Burly Guy protested, although he was far less blustery about it now that the “engineered animal” he had to face off against stood forty meters tall instead of one point six. “Elder Grigsby is not lying!”
“Five,” Saffron replied.
“What?”
“Four.”
“I—you—”
“Three.” She began to straighten up.
“Stop!” Grigsby cried. “Please!”
She froze, still in a crouch, looking straight at him.
“Our original freeholds were free, and as far as Nova knew, there was no prior claim on the planetoids we settled—planetoids his surveys showed were rich in lithium-6. He spent all of his Foundation’s resources on terraforming, with the expectation that mining would make the freeholds self-sustaining.”
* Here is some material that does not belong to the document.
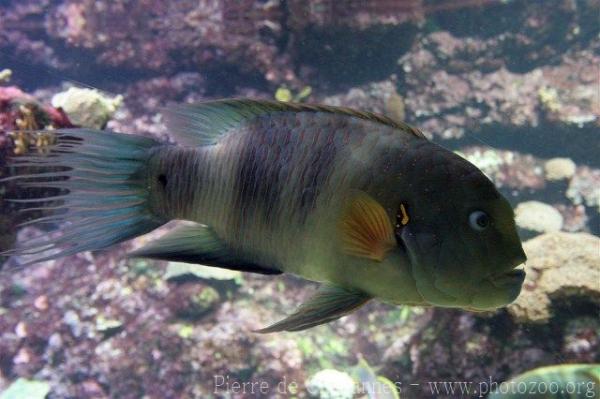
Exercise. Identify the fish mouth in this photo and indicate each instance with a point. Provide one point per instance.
(510, 278)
Saffron’s ears skewed, and she glanced around the town. No obvious signs of any industry now, much less heavy mining equipment. But that would explain the pits. “Let me guess. Black Creek showed up and gave you an ultimatum: get kicked off, now with no money to start over, or work the mines for them.”
“Yes.”
“And after this syndicate effectively enslaved you, they gave you this planetoid free and clear out of, what, a sense of remorse?”
Burly Guy gave her a fearful glare. “Is that so hard for your kind to understand?”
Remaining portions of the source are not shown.